In two separate studies, researchers at Karolinska Institutet and the Sahlgrenska Academy in Sweden show that the dopamine stabilizer OSU6162 can reduce the craving for alcohol in alcohol dependent people and normalises the level of dopamine in the brain reward system of rats that have consumed alcohol over a long period of time. However, thorough clinical studies are needed to determine if the OSU6162 also can help alcohol dependent people drink less alcohol.

The results of the studies are promising, but there is still a long way to go before they have a marketable drug, says co-author Pia Steensland, adding that the socioeconomic costs of alcohol are huge, not to mention the human suffering. It is inspiring to continue working.

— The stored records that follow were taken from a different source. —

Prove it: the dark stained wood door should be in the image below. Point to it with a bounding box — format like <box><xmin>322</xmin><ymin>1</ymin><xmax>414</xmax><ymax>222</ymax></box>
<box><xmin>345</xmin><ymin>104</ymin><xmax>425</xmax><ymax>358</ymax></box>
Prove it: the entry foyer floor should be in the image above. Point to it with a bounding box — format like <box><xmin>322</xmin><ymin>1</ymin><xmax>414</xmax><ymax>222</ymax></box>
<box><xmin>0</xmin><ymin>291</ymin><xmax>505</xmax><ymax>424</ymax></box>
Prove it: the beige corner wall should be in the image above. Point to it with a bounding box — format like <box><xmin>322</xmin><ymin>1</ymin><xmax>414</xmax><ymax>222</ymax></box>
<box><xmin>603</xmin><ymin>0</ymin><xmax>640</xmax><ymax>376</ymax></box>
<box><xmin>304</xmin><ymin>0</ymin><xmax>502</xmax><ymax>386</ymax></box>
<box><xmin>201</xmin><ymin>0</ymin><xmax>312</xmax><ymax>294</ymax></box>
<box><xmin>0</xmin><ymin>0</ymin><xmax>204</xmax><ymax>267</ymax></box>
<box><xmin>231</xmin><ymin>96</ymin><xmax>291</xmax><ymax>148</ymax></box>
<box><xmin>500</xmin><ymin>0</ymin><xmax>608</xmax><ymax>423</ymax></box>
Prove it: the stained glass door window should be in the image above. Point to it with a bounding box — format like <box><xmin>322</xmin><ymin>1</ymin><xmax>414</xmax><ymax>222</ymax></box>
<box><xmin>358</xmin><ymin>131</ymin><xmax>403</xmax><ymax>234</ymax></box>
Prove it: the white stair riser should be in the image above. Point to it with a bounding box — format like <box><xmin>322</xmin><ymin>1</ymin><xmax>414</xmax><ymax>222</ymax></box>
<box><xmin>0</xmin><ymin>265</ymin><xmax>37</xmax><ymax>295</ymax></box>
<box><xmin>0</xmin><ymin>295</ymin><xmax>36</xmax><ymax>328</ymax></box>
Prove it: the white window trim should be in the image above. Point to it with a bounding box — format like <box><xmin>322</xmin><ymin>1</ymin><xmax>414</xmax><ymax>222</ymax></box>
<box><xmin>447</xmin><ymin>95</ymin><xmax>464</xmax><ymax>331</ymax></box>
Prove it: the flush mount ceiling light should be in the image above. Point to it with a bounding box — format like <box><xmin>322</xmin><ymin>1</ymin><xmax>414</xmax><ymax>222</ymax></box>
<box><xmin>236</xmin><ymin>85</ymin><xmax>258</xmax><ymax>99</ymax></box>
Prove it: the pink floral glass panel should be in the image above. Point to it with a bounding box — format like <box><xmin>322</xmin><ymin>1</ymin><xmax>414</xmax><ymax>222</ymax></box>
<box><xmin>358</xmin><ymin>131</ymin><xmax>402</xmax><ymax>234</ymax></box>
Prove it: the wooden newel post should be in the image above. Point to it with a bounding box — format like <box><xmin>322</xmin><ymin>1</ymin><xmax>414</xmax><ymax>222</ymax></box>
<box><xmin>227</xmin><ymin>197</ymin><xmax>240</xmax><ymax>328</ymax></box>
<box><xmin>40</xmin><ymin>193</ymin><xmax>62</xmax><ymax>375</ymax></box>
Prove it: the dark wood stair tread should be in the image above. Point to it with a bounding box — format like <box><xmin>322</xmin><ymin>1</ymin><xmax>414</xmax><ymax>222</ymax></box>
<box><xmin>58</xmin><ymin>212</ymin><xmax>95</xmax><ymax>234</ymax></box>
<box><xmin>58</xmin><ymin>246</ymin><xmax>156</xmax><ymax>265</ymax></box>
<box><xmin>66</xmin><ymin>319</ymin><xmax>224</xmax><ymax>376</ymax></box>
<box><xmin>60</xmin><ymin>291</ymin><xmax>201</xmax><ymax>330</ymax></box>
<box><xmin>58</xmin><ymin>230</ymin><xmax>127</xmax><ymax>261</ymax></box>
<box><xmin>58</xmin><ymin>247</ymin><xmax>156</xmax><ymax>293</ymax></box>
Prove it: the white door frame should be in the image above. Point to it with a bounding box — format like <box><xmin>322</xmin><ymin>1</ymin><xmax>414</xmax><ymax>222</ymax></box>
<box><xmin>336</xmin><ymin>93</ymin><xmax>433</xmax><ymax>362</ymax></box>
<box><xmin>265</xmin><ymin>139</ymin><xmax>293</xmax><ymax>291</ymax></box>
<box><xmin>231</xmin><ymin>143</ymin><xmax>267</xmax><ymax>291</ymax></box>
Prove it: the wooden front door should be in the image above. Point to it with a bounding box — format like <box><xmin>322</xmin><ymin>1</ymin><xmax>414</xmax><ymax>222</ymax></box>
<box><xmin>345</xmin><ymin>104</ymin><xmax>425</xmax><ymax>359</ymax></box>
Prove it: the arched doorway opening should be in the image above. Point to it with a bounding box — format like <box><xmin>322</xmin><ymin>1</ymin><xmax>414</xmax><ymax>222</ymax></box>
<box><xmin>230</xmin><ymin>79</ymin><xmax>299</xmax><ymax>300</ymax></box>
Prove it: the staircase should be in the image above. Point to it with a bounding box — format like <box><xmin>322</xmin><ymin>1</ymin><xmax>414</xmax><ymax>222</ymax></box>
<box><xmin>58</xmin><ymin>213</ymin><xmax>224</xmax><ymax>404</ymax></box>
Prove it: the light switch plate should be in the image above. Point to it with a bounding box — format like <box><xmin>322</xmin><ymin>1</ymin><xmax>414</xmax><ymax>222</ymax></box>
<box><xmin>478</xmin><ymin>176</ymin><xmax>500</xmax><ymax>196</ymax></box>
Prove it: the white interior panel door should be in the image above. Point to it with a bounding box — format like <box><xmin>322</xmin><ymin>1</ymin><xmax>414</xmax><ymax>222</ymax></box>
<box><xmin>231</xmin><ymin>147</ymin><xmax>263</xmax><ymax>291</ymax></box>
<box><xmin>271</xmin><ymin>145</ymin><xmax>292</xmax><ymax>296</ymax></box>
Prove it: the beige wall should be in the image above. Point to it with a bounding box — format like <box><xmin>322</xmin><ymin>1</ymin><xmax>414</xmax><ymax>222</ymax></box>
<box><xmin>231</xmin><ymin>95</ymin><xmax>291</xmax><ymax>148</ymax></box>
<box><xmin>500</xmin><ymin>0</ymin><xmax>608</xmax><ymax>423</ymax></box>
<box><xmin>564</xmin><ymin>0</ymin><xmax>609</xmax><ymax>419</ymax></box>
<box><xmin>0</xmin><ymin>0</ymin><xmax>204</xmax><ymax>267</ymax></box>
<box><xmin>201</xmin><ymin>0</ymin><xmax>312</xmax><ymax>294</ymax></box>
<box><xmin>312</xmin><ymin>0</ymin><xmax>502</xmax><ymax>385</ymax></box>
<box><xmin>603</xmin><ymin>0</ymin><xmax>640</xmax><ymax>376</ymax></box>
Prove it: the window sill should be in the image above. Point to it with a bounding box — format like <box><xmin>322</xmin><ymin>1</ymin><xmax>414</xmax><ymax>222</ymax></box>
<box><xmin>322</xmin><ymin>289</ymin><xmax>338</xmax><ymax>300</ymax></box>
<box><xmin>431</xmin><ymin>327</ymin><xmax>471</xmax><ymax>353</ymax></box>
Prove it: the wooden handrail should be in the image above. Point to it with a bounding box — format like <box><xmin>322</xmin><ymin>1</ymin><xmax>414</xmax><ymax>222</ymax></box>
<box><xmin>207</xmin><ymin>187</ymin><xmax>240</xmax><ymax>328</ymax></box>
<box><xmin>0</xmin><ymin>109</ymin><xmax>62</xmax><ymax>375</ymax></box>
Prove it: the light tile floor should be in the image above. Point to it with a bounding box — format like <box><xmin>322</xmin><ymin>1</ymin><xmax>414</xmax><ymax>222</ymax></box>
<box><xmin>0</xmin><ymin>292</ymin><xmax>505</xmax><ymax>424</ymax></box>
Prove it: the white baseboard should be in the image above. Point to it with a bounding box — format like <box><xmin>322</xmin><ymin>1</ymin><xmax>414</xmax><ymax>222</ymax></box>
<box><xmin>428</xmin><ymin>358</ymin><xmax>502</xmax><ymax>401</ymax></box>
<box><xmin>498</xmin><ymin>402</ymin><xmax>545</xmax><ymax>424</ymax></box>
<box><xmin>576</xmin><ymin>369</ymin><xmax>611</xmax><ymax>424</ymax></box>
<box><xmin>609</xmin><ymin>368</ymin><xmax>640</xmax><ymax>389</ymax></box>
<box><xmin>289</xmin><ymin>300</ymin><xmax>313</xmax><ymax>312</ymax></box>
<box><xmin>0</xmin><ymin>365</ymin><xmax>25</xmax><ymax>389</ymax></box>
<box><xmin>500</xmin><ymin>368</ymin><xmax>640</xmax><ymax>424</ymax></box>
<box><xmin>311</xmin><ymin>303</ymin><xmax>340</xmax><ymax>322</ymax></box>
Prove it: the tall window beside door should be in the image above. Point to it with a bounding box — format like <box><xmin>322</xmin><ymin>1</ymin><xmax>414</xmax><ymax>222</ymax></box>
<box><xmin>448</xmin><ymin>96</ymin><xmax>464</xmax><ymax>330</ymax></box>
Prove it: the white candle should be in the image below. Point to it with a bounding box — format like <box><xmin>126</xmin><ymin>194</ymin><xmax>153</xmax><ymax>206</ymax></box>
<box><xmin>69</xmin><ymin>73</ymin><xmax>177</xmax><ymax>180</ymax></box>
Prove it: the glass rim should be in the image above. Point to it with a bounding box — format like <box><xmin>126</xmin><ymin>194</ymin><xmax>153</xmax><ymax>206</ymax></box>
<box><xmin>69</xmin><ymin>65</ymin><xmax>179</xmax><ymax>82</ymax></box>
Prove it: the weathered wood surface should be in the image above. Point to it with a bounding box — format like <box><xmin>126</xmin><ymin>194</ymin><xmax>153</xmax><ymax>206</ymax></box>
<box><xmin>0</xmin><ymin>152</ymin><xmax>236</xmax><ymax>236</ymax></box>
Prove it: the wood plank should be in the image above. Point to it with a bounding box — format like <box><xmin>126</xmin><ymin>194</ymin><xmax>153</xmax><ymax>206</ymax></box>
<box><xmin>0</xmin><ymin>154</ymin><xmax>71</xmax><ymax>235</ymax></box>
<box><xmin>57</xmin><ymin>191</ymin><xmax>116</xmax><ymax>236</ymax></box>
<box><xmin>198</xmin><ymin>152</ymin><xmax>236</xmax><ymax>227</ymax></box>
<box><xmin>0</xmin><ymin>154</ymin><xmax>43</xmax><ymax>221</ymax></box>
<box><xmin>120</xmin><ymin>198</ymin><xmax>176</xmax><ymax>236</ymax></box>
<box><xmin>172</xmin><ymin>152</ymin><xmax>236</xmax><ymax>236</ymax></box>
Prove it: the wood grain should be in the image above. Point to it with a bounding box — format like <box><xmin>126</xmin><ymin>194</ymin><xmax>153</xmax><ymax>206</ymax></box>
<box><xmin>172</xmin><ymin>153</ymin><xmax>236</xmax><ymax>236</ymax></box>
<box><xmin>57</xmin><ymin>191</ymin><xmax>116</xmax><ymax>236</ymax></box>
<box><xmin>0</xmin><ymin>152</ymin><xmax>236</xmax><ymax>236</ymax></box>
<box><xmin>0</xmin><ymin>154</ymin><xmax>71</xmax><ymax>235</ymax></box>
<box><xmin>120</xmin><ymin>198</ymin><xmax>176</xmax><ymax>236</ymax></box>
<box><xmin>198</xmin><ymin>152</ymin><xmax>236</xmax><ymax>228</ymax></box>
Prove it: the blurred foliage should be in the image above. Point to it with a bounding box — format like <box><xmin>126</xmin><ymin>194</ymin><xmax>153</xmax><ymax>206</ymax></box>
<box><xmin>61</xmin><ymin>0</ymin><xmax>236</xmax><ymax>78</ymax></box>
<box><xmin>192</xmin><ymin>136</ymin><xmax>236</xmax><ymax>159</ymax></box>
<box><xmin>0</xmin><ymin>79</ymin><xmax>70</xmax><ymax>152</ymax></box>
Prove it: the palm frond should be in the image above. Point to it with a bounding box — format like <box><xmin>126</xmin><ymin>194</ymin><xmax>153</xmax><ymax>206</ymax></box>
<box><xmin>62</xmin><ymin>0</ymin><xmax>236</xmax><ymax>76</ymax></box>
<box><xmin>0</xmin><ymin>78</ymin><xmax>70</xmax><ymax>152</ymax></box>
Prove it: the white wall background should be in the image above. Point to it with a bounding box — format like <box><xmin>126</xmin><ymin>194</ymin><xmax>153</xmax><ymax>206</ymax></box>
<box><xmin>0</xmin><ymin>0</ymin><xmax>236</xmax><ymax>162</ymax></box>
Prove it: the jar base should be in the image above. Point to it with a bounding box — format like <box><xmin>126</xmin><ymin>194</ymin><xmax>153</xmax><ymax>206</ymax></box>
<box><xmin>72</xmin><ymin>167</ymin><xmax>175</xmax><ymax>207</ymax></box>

Roughly a million Swedes over 15 years of age drink so much alcohol that they risk damaging their health and it is estimated that some 300,000 of these people are dependent. Despite the pressing need, there are only a few approved drugs for the treatment of alcohol dependence, but their effects vary from person to person and the prescriptions rates are low. Consequently the hunt for new, more efficacious drugs for alcohol dependence continues.

Researchers think that OSU6162 can reduce the alcohol craving in dependent people by returning the downregulated levels of dopamine in their brain reward system to normal, says Steensland.

The study is published in journal European Neuropsychopharmacology.